反射的に目をやったコンソールの情報で、エンジンの推力に変化がないことは分かっていた。だから、いま自分の乗っているガンブラスターは磁力光線の射程に入ることはない――しかし、前方で静止して待ち構えているガンサマウンターは?
操縦桿を握っているイチノセにそのことを伝えようとしたカナタだったが、
「イチノセ、待――」
「うおぉー!」
時すでに遅し。
キャノピー越しに接近しているのが見えていたガンサマウンターが、轟音と共にすぐ目の前を横切った。
(まずい……!)
「イチノセ、方向転換だ!」
「……なぜです?」
疑問を呈しながらも、操縦桿を横に傾けるイチノセ。
と、次の瞬間、二人の視界が真っ白に染まった。
強烈な光の正体は、ガンブラスターのすぐ横を薙いでいった――高出力レーザーだった。カナタが幾度となく実戦で目にしてきた、ガンサマウンターの。
「どういうことですか!?」
その直前に方向転換を指示したカナタにもそれは予想外だったのだが、イチノセと違って原因は想像がついていた。
「いいから機首をアントラーの方に向けろ!」
機体後部を振りつつ、百八十度後方を向くガンブラスター。そのキャノピー越しに、カナタは予想通りのものを見た。
「隊長、ガンサマウンターが!」
「わかってる」
射撃体勢を整えていたはずのガンサマウンターは、いまやふらふらとした動きで、ゆっくりと、しかし着実にアントラーのもとへ引き寄せられていた。機首があらぬ方向を向いているのも、磁力光線の影響だろう。

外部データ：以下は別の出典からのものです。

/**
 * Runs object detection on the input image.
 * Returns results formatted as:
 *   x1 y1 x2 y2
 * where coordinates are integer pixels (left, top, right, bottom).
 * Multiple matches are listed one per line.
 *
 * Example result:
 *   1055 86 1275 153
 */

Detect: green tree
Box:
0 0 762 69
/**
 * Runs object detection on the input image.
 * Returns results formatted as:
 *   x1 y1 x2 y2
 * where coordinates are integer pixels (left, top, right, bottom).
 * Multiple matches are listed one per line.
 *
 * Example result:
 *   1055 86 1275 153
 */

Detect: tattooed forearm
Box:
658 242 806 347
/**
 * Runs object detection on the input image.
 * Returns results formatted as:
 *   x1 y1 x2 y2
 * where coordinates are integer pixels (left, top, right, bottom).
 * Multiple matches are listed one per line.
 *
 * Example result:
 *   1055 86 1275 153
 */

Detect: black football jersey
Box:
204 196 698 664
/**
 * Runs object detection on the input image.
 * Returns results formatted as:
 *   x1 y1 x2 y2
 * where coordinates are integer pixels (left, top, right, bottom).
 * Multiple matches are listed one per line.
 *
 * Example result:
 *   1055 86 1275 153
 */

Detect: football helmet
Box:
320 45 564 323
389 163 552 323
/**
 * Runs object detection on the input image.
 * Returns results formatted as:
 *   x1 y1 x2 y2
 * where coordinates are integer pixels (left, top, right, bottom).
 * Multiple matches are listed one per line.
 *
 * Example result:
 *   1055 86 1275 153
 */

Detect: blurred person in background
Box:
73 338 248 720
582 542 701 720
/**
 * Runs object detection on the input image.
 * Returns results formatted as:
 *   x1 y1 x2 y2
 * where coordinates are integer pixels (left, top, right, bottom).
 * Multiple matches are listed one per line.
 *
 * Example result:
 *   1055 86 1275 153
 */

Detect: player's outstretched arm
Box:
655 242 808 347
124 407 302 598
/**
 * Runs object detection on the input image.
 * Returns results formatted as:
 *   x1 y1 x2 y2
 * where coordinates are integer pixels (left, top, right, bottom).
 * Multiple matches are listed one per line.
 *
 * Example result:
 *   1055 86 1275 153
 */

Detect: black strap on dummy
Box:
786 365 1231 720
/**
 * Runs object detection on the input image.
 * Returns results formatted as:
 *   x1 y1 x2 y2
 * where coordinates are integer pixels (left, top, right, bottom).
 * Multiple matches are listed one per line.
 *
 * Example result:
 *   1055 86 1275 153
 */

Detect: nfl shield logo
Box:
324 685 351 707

つまり先程のレーザーは、今まさにアントラーを狙撃せんとしたガンサマウンターが磁力光線につかまり、バランスを崩した結果――ということに違いない。
「隊長、どうします!? あのままでは、シンドウたちが!」
「わかってる。……仕方ない」
コンソール画面を、フェニックスネストのディレクションルームのカメラに切り替える。トリヤマ補佐官とマル補佐官秘書が映し出された。
「トリヤマ補佐官」
『な、何かねハルザキくん』
落ち着きをなくしている様子の補佐官だったが、それでもカナタの呼びかけに対しては精一杯気丈に振る舞おうとしていた。
「メテオールを使わせてください」
『……し、しかしハルザキくん。マスコミも最近はGUYSが強力すぎる兵器を持っていることに批判的なのでね、こういうご時世にあまり使い過ぎるのは……』
「補佐官!」
『……メテオールの使用を許可する。ただし、メテオール規約第一条に則り制限時間は一分間!』
「行くぞ、イチノセ!」
「GIG!」
カナタとイチノセは同時に左脇のレバーに手を伸ばし、そして叫んだ。